One of the greatest features of your human brain is, if you ask it a question it will answer it.
What time is it? How far away is New York? What might be all the ways to get to New York?
See! You can’t help it.
Phrase a problem as a question and your mind will start generating possible solutions. Make a statement out of a problem and your mind will accept it, or it will look for data that refutes it. Accepting it is sometimes the end of the mental line. Your brain shrugs, says ‘ok’, and moves on. Refuting it puts you in opposition to the speaker’s statement, usually not a good place to start if you’re looking for solutions to the problem. The beauty of asking a question is that your brain can’t help but try to answer it.
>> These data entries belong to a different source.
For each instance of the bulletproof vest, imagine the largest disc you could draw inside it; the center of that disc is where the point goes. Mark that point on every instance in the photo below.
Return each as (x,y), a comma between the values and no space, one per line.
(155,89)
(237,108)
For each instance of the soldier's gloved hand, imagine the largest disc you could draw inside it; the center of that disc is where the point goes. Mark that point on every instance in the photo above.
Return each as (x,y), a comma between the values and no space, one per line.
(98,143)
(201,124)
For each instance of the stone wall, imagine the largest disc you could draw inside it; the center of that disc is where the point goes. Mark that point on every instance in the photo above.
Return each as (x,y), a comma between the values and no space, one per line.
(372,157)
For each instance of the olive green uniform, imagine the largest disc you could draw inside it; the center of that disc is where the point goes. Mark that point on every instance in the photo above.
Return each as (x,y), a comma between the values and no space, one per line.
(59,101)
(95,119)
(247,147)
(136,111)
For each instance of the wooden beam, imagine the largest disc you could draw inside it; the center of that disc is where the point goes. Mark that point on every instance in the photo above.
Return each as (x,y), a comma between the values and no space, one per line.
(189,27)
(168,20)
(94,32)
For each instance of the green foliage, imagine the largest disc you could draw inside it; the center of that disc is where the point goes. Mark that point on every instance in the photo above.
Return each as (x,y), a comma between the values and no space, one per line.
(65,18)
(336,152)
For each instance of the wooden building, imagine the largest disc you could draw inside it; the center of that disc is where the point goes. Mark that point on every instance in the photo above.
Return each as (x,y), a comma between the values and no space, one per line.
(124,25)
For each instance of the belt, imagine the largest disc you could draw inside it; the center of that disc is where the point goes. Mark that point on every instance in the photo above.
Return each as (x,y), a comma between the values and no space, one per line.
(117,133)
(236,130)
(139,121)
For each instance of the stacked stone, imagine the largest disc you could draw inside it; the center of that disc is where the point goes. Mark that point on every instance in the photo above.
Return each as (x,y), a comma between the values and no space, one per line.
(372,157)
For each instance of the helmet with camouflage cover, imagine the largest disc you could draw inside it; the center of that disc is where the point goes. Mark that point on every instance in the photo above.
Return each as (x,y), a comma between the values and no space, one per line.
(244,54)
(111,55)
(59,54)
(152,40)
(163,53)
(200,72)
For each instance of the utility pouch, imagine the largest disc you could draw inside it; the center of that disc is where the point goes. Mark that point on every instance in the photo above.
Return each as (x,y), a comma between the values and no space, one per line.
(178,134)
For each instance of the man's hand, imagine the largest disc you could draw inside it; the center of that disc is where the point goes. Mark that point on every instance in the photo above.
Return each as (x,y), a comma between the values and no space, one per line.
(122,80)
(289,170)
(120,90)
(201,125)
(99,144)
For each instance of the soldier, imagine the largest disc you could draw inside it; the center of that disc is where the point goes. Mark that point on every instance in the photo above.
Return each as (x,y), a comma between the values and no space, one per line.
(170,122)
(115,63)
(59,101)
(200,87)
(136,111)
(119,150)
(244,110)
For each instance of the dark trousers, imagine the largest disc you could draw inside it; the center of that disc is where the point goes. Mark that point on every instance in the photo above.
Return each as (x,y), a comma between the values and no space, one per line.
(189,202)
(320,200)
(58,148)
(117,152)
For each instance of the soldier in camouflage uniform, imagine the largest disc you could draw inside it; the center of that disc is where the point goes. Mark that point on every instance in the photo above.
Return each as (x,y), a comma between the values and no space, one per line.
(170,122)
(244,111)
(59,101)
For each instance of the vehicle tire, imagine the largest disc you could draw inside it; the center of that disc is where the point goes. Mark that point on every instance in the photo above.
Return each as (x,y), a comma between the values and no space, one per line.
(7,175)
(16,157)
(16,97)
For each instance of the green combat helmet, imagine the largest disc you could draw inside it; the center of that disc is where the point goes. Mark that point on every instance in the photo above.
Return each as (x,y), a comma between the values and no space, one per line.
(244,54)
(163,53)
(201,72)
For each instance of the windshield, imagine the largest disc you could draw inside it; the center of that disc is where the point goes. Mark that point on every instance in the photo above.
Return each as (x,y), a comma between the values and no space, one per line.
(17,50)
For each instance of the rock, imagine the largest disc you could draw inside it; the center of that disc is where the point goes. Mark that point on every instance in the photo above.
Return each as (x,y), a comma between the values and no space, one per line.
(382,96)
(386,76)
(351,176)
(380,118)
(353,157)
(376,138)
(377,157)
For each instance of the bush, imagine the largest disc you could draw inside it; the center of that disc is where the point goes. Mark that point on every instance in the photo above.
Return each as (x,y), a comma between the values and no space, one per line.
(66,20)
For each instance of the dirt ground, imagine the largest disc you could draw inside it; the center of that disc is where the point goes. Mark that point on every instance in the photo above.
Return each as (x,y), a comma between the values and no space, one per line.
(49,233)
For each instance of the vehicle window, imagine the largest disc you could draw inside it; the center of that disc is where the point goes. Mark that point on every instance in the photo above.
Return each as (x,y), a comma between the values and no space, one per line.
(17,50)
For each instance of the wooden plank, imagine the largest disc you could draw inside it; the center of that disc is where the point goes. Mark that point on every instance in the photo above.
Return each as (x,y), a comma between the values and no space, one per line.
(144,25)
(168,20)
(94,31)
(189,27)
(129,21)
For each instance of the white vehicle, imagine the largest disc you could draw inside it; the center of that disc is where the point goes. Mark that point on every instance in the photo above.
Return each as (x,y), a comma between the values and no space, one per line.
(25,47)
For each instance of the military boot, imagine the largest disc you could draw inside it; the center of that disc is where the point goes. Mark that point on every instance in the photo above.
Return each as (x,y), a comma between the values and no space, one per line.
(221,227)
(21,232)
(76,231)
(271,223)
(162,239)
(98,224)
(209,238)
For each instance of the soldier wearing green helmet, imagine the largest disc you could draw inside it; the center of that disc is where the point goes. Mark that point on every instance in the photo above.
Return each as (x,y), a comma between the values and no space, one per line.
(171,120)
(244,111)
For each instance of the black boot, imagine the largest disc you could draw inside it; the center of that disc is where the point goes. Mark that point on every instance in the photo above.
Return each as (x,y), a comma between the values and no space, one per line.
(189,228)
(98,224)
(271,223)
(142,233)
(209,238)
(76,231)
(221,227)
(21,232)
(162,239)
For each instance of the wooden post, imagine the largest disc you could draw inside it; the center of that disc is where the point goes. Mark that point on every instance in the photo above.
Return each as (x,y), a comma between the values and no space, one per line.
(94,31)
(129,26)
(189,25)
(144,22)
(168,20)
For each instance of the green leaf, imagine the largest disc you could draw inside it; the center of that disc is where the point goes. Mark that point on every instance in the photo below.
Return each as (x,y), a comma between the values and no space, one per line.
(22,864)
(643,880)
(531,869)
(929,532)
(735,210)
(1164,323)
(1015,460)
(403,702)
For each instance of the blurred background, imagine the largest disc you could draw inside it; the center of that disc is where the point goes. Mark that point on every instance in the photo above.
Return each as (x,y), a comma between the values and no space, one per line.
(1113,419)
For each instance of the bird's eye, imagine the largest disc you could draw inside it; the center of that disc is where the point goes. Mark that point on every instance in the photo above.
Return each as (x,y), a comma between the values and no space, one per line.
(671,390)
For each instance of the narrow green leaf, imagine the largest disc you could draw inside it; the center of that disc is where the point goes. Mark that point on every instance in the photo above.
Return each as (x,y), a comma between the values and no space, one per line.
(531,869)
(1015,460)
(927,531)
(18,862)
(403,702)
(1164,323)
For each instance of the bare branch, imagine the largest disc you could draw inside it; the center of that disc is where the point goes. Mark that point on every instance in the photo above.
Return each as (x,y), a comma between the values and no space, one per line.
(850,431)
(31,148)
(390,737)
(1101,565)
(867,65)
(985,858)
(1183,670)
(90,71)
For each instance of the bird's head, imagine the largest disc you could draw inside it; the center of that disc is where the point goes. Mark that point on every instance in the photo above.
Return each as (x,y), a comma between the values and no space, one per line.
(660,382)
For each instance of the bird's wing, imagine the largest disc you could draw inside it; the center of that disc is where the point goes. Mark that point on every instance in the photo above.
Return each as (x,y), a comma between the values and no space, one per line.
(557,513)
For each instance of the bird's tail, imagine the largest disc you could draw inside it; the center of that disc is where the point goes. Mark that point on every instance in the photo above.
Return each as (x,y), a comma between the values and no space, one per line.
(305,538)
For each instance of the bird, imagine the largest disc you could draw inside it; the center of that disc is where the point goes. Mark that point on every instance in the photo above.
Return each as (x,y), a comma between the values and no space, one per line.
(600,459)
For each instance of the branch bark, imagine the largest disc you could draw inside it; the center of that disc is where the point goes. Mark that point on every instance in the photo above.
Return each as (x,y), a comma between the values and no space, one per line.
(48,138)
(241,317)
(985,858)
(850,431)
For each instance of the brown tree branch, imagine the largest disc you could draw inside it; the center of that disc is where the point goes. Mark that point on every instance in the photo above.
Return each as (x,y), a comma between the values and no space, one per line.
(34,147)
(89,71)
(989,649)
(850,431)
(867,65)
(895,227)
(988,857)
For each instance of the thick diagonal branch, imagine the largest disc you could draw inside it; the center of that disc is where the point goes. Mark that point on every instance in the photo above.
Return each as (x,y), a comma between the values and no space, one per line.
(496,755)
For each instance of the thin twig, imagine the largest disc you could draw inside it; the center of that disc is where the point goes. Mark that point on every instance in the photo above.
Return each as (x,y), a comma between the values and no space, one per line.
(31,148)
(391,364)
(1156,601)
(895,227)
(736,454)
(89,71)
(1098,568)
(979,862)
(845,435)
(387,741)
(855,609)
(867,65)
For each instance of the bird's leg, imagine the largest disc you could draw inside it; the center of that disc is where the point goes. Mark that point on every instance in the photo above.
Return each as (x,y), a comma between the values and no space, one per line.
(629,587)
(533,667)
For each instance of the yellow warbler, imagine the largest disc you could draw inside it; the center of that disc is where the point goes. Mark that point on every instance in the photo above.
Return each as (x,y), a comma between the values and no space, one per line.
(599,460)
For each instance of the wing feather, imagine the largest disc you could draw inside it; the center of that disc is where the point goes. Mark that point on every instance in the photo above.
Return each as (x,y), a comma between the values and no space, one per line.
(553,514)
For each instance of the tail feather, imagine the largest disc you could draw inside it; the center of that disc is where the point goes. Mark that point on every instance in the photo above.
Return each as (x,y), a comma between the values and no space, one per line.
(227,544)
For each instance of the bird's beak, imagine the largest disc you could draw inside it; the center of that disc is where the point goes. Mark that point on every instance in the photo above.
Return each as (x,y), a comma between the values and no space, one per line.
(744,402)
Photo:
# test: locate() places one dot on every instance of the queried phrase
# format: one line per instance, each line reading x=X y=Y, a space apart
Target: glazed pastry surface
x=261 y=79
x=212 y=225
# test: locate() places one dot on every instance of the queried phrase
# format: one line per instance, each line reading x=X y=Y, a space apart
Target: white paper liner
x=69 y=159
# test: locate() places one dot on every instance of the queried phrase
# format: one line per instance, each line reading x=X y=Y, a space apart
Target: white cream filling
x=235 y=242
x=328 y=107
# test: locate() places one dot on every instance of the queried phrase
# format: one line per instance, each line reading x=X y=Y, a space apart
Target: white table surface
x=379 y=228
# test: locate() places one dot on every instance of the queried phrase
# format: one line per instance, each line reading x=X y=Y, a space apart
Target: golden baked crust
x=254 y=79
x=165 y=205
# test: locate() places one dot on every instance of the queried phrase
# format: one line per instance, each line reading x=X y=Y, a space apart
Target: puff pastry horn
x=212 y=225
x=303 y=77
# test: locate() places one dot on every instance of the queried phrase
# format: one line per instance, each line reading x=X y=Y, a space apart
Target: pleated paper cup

At New & Improved we believe the question-answering reflex is primal and universal.
Why?
Because the main job of the brain, the whole reason we have a brain, is to keep us alive and safe. The fact that you can think with it is merely a function of the fact that thinking is one tool in the brain’s safety keeping arsenal. And we all have a gator brain, our primal flight or fight brain that we share with all animals, even alligators. Located down near the brain stem, it is interested solely in our security; in keeping us safe. The theory on the gator brain is that it impacts our thinking almost all the time. We are usually unaware of its influence, and it rarely impacts our thinking in a way that enhances our creativity. And, because our gator brain seeks safety and security, it doesn’t like unanswered questions, especially unanswered problem questions. Unanswered problem questions represent uncertainty, the unknown, possible danger. Your gator brain, tasked with keeping you safe, doesn’t like that uncertainty. A problem question, especially an open-ended one, leverages your instinctive gator brain to go get an answer. For hard questions, it will trigger your neo-cortex, your big new brain, for an answer. So it’s our primal desire for safety that ultimately is why, if you ask your brain a question, your brain is motivated to answer it.
To get open ended problem questions, the stems; How to…, In what ways might I…, How might we…, and our favorite, What might be all the ways…?, are useful. This last one invites lots of answers, which is helpful because the gator brain is lazy. Once you’ve generated one ‘good ‘option’ the ol’ gator brain doesn’t feel unsafe anymore. The first halfway decent answer will satisfy it, and it stops pushing for answers. The discipline is engaging your neo-cortex to answer the question again and again to really answer the question “What might be all the ways...?”
Your mind on questions is a powerful thing. Phrase problems as questions and your mind will give you answers. You can’t help it.